Now you need the GNU building tools and an unzip utility, so install them now if you don't have them. On Debian, you can run:

sudo apt-get update && sudo apt-get install build-essential unzip

Before running SchedViz for the first time, change to the location where the repo was cloned and install with Yarn:

cd schedviz
yarn install

Once it has finished, navigate to the root of the repo folder and start up your server:

yarn bazel run server -- -- -storage_path="<Path to folder that stores traces>"

This command takes several options (Table 1).

Table 1

bazel Options

Name Type Description
storage_path String Required. The folder where you want trace data to be stored. This should be an empty folder that is not used by anything else.
cache_size Int Optional. The maximum number of collections to keep open in memory at once.
port Int Optional. The port to run the server on. Defaults to 7402.
resources_root String Optional. The folder where the static files (e.g. HTML and JavaScript) are stored. Default is client. If using bazel to run the server, you shouldn't need to change this.

Using SchedViz

The most basic function of SchedViz is to collect a trace of activity from a particular machine. To do this, run the command:

sudo ./trace.sh -out '<Path to trace directory>' -capture_seconds '<No. of seconds>' [-buffer_size '<Size of trace buffer>'] [-copy_timeout '<Time to wait>']

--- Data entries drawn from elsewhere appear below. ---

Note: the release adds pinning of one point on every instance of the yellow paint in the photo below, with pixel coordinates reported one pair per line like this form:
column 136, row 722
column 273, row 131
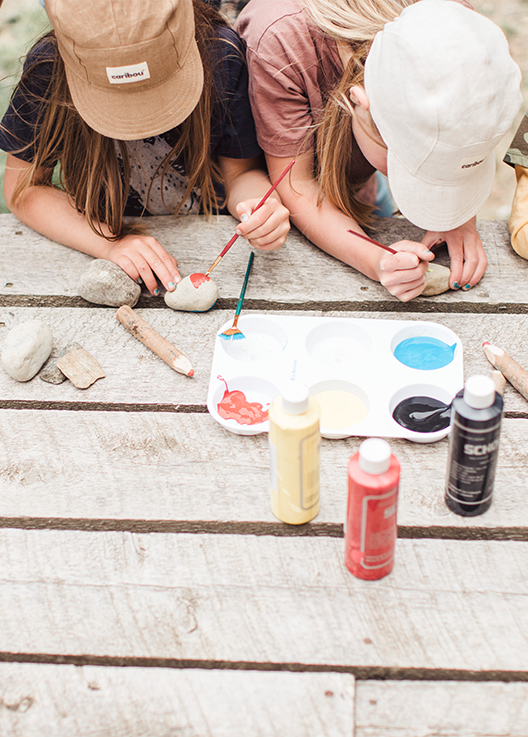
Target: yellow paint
column 340, row 409
column 294, row 463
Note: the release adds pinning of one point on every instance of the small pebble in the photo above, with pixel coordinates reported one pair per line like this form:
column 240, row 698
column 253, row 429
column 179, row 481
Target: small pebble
column 105, row 283
column 27, row 347
column 436, row 280
column 195, row 293
column 52, row 373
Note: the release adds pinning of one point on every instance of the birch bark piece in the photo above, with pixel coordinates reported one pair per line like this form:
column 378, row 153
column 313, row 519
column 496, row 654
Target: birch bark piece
column 27, row 347
column 436, row 280
column 195, row 293
column 81, row 368
column 51, row 374
column 105, row 283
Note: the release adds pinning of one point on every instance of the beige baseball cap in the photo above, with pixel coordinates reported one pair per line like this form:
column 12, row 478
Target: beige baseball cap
column 133, row 66
column 443, row 91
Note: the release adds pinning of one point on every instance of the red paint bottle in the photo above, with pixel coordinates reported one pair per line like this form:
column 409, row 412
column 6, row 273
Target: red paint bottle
column 371, row 528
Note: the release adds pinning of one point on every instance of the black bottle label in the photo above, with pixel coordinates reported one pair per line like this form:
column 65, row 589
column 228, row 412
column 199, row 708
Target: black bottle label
column 472, row 461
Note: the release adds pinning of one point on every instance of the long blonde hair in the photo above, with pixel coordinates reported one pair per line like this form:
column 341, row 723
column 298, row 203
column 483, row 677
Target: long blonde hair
column 90, row 171
column 355, row 22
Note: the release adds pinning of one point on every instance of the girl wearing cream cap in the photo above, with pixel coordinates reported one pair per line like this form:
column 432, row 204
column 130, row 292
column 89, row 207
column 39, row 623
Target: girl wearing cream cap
column 421, row 91
column 143, row 104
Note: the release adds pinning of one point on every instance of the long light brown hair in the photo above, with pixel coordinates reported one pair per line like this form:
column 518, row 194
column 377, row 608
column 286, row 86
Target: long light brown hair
column 356, row 23
column 90, row 171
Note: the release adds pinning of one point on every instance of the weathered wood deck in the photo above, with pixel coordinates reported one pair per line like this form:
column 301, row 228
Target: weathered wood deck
column 147, row 589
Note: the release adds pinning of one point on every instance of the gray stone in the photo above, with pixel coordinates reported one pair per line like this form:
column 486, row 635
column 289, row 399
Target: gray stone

The options taken by this command all contain default values if you don't want to specify them. The default number of seconds to record a trace is 5, the default buffer size is 409KB, and the default number of seconds to wait for a copy to finish is 5.

Once the command is run on the target machine [10], move the tar.gz file to a machine that can use the SchedViz user interface. To look at the data you've collected, click Upload Trace on the SchedViz collections page (Figure 3). A list of all the traces you have loaded into SchedViz is presented that can be sorted by the date they were collected, by a description of the traces, or by the user who collected them.

Figure 3: The collections page is the main SchedViz menu. From here, you can perform all of the core functions of the program.

Opening a trace from the collections menu will open a visualization similar to those shown in the figures here, with a representation of all the cores on your system and what each is doing.

What you do with this information will depend on your requirements. Google has provided a guide [1] that explains how to spot common problems in SchedViz traces, where a particular process might be causing your system performance to lag. These issues can then be addressed by looking at your scheduling policies and adapting them to the needs of your system.